Existen, después de todo, preceptos conjuntos a compartir también con el cine noir, igual muy presente. El protagonista y la enamorada adecuadamente llamada Debora (Lily James que juntos aspiran a una vida diferente. Los obstáculos de la vida criminal, que aquí no son más que la mafia liderada por Doc (Kevin Spacey) que simplemente no terminan de confiar del todo en la excentricidad de Baby, el chofer que parece nunca poner atención detrás de sus audífonos. Los relevantes lazos familiares, que aquí son las cintas análogas y playlists con los que el protagonista escapa; de la ley y de su realidad: un tinnitus permanente provocado por un accidente en el cual sus padres perdieron la vida.
¿Un luto perpetuo? El conflicto es sutilmente explotado por una historia que primero construye lo cinético y que después va pasando al drama criminal de orfandad y rebeldía sin que la propuesta caiga. Contrariadamente, incluso, se transforma. Y eso requiere no sólo la mano de un director talentoso, sino audacia comercial.
Si la trama va sobre un chico que participa en robos para eventualmente pagar una deuda y rehacer su vida, es sólo común que se nos dirija hacia algún tipo de impasse o enfrentamiento, sea físico o moral (o ambos) que sea el cuerpo del tercer acto, más no llegar ahí rápido para introducir elementos románticos o de inocencia. Wright lo hace. Nos lleva velozmente a las redenciones imprevistas y transforma Baby Driver en una huída que alude nuevamente a Tony Scott ahora con su True Romance (1993). Baby y Debora, claro está, no son Clarence y Alabama pues, no olvidemos, la propuesta siempre ha sido una que, sin ser video musical, ha vivido y se ha narrado por y para la música que escuchamos.

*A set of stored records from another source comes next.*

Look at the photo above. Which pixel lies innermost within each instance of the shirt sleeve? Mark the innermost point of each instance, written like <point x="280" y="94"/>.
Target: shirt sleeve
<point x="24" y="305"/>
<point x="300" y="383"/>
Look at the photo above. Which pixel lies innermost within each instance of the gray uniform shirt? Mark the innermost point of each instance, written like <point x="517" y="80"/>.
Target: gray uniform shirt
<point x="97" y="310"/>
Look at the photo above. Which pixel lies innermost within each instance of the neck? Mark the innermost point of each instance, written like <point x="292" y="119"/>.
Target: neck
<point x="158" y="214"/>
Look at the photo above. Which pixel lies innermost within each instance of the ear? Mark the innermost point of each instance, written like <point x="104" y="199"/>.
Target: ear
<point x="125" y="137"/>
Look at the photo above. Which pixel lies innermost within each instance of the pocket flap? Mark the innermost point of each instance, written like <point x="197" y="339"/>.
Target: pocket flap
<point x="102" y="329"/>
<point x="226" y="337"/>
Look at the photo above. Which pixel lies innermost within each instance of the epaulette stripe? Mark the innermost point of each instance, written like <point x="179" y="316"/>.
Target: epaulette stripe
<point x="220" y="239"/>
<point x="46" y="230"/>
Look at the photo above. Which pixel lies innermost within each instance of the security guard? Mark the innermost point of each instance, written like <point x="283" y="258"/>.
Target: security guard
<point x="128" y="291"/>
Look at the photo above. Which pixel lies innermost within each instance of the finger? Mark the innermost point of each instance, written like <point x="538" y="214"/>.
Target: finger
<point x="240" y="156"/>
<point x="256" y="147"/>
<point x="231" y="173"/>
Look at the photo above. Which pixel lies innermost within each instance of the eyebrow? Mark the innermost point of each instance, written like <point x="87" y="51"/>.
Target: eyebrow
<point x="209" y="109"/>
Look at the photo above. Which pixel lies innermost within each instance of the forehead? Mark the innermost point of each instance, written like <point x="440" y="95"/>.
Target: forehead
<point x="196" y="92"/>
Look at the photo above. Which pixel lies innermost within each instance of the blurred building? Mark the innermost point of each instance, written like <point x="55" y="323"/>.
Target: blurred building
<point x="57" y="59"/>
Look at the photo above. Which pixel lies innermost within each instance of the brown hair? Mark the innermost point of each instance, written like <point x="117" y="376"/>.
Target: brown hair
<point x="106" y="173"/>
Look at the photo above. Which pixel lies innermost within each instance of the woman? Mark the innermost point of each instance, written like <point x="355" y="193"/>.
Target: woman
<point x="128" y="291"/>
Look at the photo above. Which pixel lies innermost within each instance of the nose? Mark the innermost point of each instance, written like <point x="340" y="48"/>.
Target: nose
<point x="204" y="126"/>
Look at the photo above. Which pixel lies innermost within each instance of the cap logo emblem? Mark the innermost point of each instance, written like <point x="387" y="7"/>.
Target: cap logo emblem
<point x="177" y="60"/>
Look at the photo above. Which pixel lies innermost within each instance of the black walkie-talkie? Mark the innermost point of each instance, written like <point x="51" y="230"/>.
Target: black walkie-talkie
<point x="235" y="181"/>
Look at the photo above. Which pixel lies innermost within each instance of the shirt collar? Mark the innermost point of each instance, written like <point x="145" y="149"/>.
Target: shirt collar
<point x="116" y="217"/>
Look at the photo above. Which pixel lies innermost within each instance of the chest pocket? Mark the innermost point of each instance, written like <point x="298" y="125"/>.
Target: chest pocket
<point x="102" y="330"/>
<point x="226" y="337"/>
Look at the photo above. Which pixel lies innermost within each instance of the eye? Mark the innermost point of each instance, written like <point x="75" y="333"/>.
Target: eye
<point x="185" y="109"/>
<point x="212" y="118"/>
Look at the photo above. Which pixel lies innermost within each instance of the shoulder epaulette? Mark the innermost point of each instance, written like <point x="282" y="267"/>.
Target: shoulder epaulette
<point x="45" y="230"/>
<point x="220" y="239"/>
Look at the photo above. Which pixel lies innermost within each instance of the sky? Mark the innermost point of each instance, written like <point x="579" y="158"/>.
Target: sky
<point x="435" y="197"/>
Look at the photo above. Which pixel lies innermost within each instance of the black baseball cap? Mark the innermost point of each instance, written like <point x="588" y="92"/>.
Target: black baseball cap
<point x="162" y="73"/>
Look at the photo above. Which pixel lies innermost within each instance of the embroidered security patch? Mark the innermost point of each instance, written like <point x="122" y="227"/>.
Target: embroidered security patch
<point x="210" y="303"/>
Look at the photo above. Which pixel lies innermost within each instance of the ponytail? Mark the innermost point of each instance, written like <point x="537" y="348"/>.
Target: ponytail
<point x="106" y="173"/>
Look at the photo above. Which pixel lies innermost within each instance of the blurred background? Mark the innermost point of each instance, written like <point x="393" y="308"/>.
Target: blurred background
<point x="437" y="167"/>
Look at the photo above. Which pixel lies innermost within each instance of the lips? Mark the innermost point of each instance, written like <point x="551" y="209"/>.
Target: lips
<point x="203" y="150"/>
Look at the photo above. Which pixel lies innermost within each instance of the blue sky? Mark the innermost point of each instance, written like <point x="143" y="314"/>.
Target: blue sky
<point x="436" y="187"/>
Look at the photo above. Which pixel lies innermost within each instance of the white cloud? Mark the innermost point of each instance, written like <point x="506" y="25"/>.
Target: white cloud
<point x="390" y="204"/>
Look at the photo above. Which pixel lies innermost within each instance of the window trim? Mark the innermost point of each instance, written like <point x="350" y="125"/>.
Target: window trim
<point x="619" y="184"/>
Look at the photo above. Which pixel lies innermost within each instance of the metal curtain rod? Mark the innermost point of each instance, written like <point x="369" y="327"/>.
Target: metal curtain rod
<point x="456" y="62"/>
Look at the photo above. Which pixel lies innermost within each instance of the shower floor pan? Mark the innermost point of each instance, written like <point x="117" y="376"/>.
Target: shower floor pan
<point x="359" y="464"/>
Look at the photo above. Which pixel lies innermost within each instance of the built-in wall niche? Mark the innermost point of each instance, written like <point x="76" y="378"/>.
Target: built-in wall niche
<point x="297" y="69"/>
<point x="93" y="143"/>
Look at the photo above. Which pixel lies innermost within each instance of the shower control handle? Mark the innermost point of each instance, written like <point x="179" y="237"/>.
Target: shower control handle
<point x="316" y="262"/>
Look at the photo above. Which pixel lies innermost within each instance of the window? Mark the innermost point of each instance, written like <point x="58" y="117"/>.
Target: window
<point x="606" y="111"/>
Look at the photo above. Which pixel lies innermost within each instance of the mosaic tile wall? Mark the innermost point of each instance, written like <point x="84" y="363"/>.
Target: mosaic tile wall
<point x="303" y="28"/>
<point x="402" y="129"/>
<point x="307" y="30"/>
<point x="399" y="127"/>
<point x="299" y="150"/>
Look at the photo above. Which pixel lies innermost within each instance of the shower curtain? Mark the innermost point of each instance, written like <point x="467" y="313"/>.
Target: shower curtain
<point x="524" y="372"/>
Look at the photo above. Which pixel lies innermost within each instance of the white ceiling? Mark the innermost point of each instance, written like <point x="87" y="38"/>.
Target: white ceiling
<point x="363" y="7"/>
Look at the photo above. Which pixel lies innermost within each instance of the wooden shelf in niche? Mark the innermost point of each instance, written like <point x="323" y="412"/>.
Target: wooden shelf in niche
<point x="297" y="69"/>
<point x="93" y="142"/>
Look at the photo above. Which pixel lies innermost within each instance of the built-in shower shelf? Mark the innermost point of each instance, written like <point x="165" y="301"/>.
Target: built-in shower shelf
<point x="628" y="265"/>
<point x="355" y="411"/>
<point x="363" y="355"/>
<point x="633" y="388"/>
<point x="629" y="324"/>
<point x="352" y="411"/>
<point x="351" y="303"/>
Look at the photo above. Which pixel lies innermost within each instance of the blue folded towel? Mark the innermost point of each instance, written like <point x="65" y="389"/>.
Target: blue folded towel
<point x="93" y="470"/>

No por capricho virtuoso, sino tal vez como manifiesto artístico de un director que pretendía demostrar que el quehacer cinematográfico de autos, persecuciones y balazos no está peleado con las formas tradicionales y aún así puede ser (y verse) actual. Que puede prescindir del CGI para en su lugar con pasión artesanal lograr mejores resultados recurriendo a la vieja escuela. Tal y como Baby reproduce y hace música con aparatos que se suponen obsoletos o un iPod que muchos ya ni recordaban. George Miller lo demostró apenas con Mad Max: Fury Road (2015) y puso un estándar altísimo. Wright, con todo aquello que seguramente pretendía impregnarle a su Ant-Man, baja el parámetro hacia los terrenos —sus terrenos— de los easter eggs, el exquisito foreshadowing, el cuidadoso revisionismo musical y las atmósferas de un noir rosa con extrañas pinceladas de Sesame Street y un toque del primer MTV que pondría muy feliz al mencionado Scott.

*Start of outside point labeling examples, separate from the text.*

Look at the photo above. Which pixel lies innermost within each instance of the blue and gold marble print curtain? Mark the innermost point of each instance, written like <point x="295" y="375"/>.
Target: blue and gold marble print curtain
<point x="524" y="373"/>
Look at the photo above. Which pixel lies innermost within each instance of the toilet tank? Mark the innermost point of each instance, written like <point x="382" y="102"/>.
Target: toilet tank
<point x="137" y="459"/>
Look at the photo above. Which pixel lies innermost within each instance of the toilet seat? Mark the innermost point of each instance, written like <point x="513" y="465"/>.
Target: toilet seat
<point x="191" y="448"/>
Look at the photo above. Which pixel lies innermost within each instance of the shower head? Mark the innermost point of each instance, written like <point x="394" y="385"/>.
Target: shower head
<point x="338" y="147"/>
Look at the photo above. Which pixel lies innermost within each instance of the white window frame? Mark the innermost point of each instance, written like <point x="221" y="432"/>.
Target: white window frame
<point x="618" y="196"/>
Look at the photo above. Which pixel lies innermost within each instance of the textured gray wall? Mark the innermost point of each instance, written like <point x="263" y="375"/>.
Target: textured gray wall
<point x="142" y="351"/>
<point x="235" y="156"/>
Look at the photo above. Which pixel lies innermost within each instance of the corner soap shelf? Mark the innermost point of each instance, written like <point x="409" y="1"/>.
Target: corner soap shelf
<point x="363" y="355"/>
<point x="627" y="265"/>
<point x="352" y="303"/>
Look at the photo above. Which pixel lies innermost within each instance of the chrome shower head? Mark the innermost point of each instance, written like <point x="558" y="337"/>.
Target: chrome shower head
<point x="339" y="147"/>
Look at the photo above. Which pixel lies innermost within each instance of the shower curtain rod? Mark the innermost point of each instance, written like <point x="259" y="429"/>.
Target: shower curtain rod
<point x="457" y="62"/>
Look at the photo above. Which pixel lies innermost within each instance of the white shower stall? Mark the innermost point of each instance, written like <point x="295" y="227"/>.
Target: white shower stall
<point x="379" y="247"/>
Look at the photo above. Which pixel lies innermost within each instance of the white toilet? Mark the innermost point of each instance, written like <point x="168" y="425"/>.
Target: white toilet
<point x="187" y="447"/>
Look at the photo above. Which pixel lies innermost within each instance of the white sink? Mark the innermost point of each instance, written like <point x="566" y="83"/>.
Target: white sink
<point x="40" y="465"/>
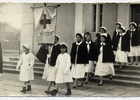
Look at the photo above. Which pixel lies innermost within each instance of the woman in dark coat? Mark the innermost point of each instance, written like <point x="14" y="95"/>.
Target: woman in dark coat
<point x="116" y="32"/>
<point x="122" y="47"/>
<point x="78" y="59"/>
<point x="91" y="51"/>
<point x="134" y="51"/>
<point x="105" y="60"/>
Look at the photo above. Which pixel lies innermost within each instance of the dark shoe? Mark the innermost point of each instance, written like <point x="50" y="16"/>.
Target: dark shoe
<point x="47" y="92"/>
<point x="100" y="84"/>
<point x="86" y="82"/>
<point x="23" y="90"/>
<point x="131" y="63"/>
<point x="68" y="92"/>
<point x="28" y="88"/>
<point x="80" y="85"/>
<point x="110" y="77"/>
<point x="74" y="86"/>
<point x="53" y="92"/>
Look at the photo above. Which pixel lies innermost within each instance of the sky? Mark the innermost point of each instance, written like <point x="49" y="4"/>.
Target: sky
<point x="11" y="13"/>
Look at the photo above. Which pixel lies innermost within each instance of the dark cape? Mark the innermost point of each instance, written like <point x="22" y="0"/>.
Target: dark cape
<point x="108" y="55"/>
<point x="82" y="57"/>
<point x="1" y="59"/>
<point x="55" y="52"/>
<point x="42" y="54"/>
<point x="135" y="37"/>
<point x="125" y="44"/>
<point x="97" y="41"/>
<point x="92" y="52"/>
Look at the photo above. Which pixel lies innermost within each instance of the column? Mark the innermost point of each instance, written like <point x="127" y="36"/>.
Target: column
<point x="109" y="17"/>
<point x="123" y="14"/>
<point x="97" y="17"/>
<point x="27" y="35"/>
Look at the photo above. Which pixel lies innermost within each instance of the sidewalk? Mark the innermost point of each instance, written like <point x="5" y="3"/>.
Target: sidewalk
<point x="10" y="86"/>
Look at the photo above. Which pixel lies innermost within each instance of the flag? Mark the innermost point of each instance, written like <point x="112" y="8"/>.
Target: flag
<point x="45" y="24"/>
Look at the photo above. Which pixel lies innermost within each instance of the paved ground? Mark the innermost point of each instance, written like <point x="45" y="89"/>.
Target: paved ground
<point x="10" y="86"/>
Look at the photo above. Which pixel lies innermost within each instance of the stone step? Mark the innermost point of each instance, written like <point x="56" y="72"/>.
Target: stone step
<point x="9" y="66"/>
<point x="15" y="63"/>
<point x="127" y="77"/>
<point x="117" y="76"/>
<point x="130" y="67"/>
<point x="7" y="70"/>
<point x="127" y="72"/>
<point x="117" y="82"/>
<point x="17" y="59"/>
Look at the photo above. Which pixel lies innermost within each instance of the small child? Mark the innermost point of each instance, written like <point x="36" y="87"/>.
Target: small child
<point x="91" y="51"/>
<point x="26" y="64"/>
<point x="122" y="47"/>
<point x="105" y="60"/>
<point x="63" y="74"/>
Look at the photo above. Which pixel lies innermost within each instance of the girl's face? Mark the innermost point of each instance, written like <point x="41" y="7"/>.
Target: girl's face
<point x="102" y="39"/>
<point x="117" y="26"/>
<point x="132" y="27"/>
<point x="88" y="38"/>
<point x="78" y="38"/>
<point x="63" y="50"/>
<point x="25" y="50"/>
<point x="120" y="30"/>
<point x="55" y="40"/>
<point x="102" y="30"/>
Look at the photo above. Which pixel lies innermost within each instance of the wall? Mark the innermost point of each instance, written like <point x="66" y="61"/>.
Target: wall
<point x="123" y="14"/>
<point x="65" y="24"/>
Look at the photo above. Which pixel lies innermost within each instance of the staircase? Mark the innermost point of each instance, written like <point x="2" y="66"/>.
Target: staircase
<point x="9" y="66"/>
<point x="128" y="76"/>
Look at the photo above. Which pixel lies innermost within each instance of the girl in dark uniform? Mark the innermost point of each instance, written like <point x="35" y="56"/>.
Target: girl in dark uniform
<point x="79" y="60"/>
<point x="105" y="60"/>
<point x="122" y="47"/>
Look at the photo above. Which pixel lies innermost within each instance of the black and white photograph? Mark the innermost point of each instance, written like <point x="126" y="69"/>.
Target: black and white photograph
<point x="69" y="49"/>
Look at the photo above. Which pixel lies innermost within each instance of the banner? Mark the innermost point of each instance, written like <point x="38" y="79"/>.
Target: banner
<point x="45" y="24"/>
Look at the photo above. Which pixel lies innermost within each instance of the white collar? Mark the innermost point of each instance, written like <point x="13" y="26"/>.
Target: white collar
<point x="88" y="42"/>
<point x="133" y="29"/>
<point x="78" y="43"/>
<point x="55" y="44"/>
<point x="117" y="30"/>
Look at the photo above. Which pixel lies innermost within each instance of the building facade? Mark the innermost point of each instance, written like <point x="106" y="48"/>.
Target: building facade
<point x="73" y="18"/>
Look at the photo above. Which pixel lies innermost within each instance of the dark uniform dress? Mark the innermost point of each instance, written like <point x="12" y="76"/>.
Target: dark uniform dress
<point x="50" y="69"/>
<point x="105" y="60"/>
<point x="1" y="60"/>
<point x="98" y="36"/>
<point x="91" y="51"/>
<point x="79" y="59"/>
<point x="115" y="34"/>
<point x="122" y="47"/>
<point x="134" y="50"/>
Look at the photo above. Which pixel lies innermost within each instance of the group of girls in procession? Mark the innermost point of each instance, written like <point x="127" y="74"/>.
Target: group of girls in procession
<point x="84" y="55"/>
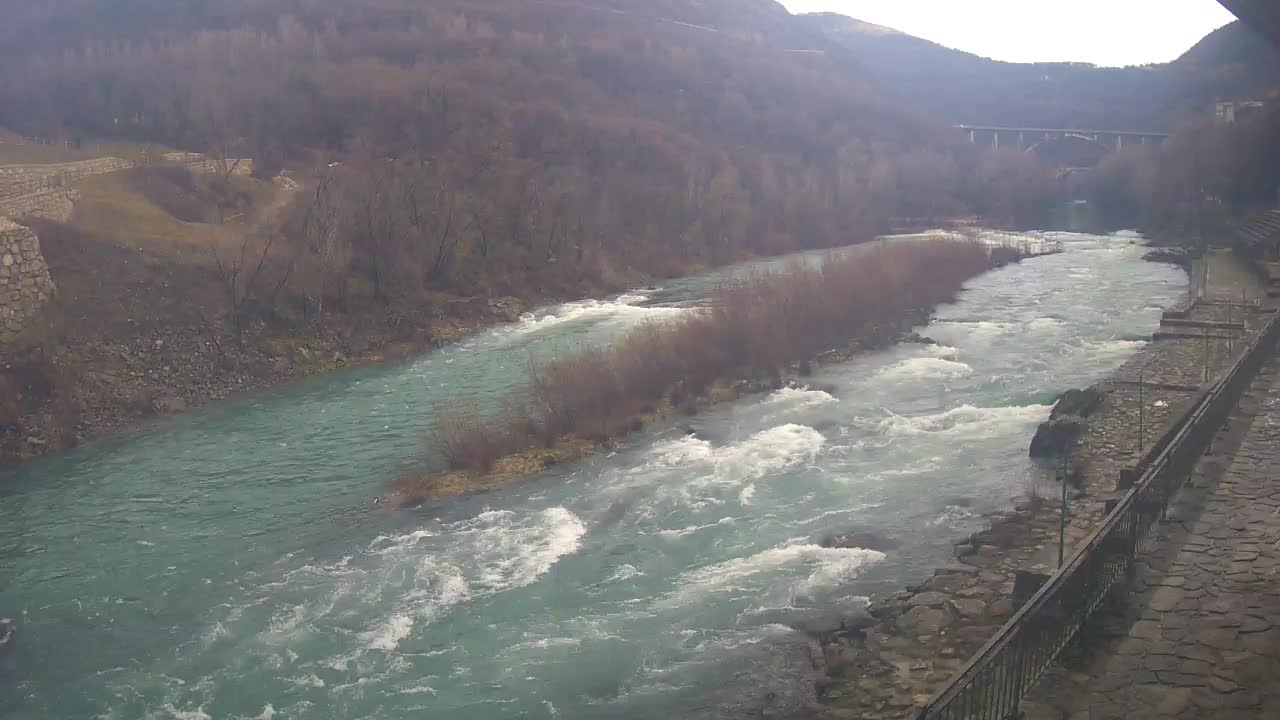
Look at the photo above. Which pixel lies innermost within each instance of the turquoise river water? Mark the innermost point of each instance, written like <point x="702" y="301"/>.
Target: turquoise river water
<point x="231" y="563"/>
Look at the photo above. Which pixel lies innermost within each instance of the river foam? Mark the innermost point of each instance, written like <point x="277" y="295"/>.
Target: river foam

Pinta una raya con todo lo que esperábamos y ofrece algo tan familiar como sorpresivo. No únicamente la alusión popera a clásicos como The Driver o Bonnie and Clyde y hasta unos Natural Born Killers acaramelados, sino la forma en que ha hecho de ello sus herramientas (y como las emplea) para realizar una cinta fresca; y profundamente visceral y entretenida para su contexto. Y, en el camino, encontrar otras lecturas y metáforas.

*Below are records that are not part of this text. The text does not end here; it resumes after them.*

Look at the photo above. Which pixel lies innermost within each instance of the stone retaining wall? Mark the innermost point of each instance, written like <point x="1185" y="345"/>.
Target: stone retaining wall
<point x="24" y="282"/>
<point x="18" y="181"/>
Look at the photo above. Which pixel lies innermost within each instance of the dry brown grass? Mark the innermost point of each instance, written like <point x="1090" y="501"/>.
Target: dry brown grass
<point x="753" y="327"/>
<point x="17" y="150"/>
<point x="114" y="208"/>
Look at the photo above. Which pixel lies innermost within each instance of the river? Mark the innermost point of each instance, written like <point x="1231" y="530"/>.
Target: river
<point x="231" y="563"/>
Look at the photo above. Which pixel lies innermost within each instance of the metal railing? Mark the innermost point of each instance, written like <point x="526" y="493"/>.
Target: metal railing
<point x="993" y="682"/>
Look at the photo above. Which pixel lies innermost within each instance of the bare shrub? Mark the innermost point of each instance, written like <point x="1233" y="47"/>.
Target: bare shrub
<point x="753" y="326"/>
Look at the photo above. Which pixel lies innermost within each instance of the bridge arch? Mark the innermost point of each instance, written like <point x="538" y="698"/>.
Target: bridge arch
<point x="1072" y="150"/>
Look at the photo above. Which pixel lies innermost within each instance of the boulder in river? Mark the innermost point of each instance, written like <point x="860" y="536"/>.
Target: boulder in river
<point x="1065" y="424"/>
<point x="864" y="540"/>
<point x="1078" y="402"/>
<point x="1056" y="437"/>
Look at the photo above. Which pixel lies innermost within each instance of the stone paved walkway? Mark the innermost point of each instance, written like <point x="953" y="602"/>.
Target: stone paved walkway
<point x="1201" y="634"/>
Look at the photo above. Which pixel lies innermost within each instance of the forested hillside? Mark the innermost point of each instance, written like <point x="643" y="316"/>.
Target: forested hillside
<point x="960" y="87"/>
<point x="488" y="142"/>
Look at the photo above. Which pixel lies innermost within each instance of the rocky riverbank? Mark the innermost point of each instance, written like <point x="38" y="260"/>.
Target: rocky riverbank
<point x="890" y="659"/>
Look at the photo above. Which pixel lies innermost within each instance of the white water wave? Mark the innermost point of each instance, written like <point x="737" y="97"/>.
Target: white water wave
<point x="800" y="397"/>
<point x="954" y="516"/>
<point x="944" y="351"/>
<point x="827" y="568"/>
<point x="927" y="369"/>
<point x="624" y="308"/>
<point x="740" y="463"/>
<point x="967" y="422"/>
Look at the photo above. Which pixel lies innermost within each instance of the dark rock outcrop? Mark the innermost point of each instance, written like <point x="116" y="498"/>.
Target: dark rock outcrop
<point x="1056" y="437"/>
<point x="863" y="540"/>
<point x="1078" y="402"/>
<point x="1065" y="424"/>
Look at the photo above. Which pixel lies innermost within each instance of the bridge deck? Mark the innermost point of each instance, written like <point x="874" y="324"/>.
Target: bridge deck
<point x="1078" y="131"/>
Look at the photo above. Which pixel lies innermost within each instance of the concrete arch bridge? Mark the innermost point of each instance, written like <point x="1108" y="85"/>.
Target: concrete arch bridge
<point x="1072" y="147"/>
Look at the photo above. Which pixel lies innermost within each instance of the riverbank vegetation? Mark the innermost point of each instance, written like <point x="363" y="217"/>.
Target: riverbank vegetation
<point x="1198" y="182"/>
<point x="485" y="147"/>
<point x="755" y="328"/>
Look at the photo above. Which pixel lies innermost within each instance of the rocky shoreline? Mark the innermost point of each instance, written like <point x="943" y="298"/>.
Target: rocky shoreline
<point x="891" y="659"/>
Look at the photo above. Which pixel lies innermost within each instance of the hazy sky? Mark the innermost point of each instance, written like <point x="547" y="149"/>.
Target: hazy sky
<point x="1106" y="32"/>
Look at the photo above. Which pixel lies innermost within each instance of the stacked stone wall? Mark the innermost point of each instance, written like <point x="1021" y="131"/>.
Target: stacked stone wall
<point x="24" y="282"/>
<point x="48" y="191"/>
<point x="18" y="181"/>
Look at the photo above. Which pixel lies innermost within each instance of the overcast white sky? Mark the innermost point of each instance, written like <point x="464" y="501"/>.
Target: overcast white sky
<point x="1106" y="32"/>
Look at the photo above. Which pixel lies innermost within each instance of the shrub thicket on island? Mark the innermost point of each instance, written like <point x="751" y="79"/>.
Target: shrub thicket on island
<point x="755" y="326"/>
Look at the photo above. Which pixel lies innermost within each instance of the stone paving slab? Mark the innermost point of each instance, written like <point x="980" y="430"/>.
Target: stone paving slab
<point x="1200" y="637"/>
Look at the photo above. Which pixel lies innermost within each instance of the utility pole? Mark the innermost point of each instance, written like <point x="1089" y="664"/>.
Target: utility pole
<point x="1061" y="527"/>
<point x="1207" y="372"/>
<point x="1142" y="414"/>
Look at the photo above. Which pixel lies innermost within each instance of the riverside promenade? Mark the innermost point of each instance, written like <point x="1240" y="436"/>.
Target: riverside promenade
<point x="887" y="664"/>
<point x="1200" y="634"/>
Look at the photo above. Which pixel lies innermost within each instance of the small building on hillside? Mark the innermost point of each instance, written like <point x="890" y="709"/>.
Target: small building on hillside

¿Es éste entonces el vehículo individual de Wright hacia una nueva frontera artística? ¿Su alter ego y revancha de todo aquello que salió mal? ¿Un escape fantástico? No si revisamos el antecedente del video Blue Song para Mint Royale en el que ya hasta se asomaba el atuendo de tenis blancos. Tampoco si tomamos en cuenta que esta historia la ideó desde hace más de diez años, pero en definitiva hay actualizaciones fortuitas que hacen un guiño hacia aquello que alguien despreció. Qué suerte la de nosotros como público y contradictoriamente la de Wright como director.
Revitalizar los cimientos fílmicos que le inspiraron; reformular los high-octane disasters para una nueva generación. No es poca cosa. Es, de hecho, historia. Por algo el apasionado “By God- go check it out!” que pronunció Guillermo Del Toro.